Black & Blue fête ses 50 ans
Fondé il y a 50 ans par Jean-Marie Monestier et Jean-Pierre Thamazian, le label Black & Blue célébrait hier son jubilé au Jazz Club Etoile, avec le Philippe Duchemin Trio, le François Biensan Septet et les Jazz Workers de Mourad Benhamou.
C’est il y a 50 ans que Jean-Marie Monestier et Jean-Pierre Thamazian entamait leur aventure, tout à la fois tourneurs et producteurs phonographiques, pionniers de la production indépendante en France, écumant notamment la programmation du festival de jazz de Nice au milieu des années 1970 dans une série d’enregistrements qui donne matière cette année à de nombreuses parutions. Chez Black & Blue un jazz pré-bop et blues se disputaient un catalogue qui, tout en préservant la visibilité phonographique des représentants actuels d’un jazz d’avant le grand chambardement des années 1960-70, s’est ouvert au fil des années à une relative modernité en accueillant notamment les Jazz Workers de Mourad Benhamou.

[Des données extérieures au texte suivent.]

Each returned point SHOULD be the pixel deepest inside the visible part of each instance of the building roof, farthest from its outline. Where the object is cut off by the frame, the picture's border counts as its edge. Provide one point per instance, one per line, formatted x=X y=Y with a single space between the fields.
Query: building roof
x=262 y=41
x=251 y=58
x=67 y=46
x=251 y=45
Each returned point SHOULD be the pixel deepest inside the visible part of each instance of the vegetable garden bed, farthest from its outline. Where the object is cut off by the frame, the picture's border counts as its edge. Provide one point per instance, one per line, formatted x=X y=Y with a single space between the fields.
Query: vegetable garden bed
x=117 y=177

Ceux-ci donnaient une touche “Blue Note” à la soirée d’hier qui se voulait à la célébration tout à la fois d’un label et du “vrai jazz“, notion qui n’a cessé d’évolué depuis l’apparition du mot jazz dans les années 1910, si l’on se souvient notamment de l’article Les Figues moisies et les raisins aigres d’Hugues Panassié dans le numéro de Jazz Hot d’avril 1946 – quelques mois avant que le “Pape de Montauban” ne parte en guerre contre le bepop – où il renvoyait dos à dos figues moisies (les traditionnalistes) et les raisins aigres (les modernistes), rappelant aux premiers que Count Basie et Coleman Hawkins, c’était du jazz au même titre que King Oliver et James P. Johnson.

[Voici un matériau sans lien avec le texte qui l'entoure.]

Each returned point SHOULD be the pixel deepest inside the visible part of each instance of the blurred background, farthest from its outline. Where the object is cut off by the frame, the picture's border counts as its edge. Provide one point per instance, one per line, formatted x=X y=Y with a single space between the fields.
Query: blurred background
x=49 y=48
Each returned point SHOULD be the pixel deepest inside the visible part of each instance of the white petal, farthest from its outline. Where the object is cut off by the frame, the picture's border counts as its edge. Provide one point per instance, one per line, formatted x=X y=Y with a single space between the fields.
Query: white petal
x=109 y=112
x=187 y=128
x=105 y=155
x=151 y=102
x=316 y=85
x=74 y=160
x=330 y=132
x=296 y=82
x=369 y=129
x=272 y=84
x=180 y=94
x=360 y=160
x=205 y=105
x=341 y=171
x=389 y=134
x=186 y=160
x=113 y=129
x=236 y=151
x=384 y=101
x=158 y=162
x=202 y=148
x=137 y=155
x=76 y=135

On pourrait encore dire que ce qui était célébré hier, c’était la pérennité, la fidélité, la constance, chacun des trois orchestres proposés affichant de très nombreuses années de vol à leur palmarès.

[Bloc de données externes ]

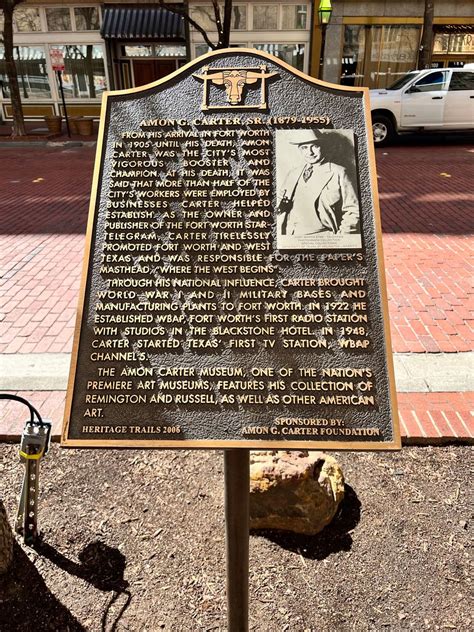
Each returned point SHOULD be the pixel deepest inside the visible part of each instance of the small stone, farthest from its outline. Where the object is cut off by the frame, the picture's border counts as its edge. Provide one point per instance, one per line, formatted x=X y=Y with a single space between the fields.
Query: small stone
x=295 y=491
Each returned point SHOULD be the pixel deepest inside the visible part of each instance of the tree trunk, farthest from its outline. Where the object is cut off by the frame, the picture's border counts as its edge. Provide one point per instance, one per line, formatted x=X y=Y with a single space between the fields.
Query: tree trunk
x=226 y=23
x=17 y=109
x=426 y=46
x=90 y=70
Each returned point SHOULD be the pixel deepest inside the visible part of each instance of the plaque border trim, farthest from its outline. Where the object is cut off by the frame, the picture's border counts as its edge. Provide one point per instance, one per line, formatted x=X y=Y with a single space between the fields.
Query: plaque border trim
x=177 y=444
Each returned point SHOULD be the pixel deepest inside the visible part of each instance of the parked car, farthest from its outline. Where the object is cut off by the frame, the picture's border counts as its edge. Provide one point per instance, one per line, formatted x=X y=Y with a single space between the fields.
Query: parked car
x=424 y=100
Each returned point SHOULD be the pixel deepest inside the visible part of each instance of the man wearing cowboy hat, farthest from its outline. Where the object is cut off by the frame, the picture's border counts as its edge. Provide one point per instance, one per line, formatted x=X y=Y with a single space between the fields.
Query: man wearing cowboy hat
x=318 y=197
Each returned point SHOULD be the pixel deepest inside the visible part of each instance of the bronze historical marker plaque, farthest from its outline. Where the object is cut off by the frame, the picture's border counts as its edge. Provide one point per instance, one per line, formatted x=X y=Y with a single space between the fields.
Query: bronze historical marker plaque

Philippe Duchemin Trio : Philippe Duchemin (piano), Christophe Le Van (contrebasse), Philippe Le Van (batterie).
François Biensan Septet : François Biensan (trompette), Patrick Bacqueville (trombone), Michel Pastre (sax ténor), Fred Nardin (piano), Stan Noubard Pacha (guitare électrique), Jean-Pierre Rebillard (contrebasse), François Laudet (batterie).
Mourad Benhammou Jazzworkers : Fabien Mary (trompette), David Sauzay (sax ténor), Guillaume Naud (piano), Fabien Marcoz, (contrebasse), Mourad Benhammou (batterie).
Le début de la soirée est à la fois plus attendu et plus inattendu. Attendu, si l’on sait que Philippe Duchemin incarne un certaine tradition (disciple revendiqué d’Oscar Peterson et de manière générale doté d’une vaste culture pianistique allant de Nat King Cole à Ray Bryant et, comme on va le voir, au-delà), culture que relaie son trio adepte d’une conception du swing virilement efficace. Inattendu si l’on considère que le trio est aussi adepte d’une certaine ouverture : après un Fly Me to the Moon sans surprise, voici Bach convoqué dans les variations de Take Back, où l’on se laisse impressionner par la précision de la rythmique, mais où l’on commence à s’interroger sur cette sonorité, cette puissance, cette omniprésence d’arrangements au cordeau qui semblent ignorer la nuance pianissimo… tout cela ayant un côté très années 1970 que confirme la suite d’un programme privilégiant le binaire, jusqu’à la reprise d’Armando’s Rumba de Chick Corea. Où ni les figues moisies du swing à l’ancienne, ni les raisins aigres du jazz-rock et du piano post-evansien ne trouvent leur compte et où, finalement, l’esprit de performance prend le pas sur swing et musicalité, ces dernières qualités heureusement sauvées par les solos de Christophe Le Van, une peu de poésie dans un monde un rien brutal.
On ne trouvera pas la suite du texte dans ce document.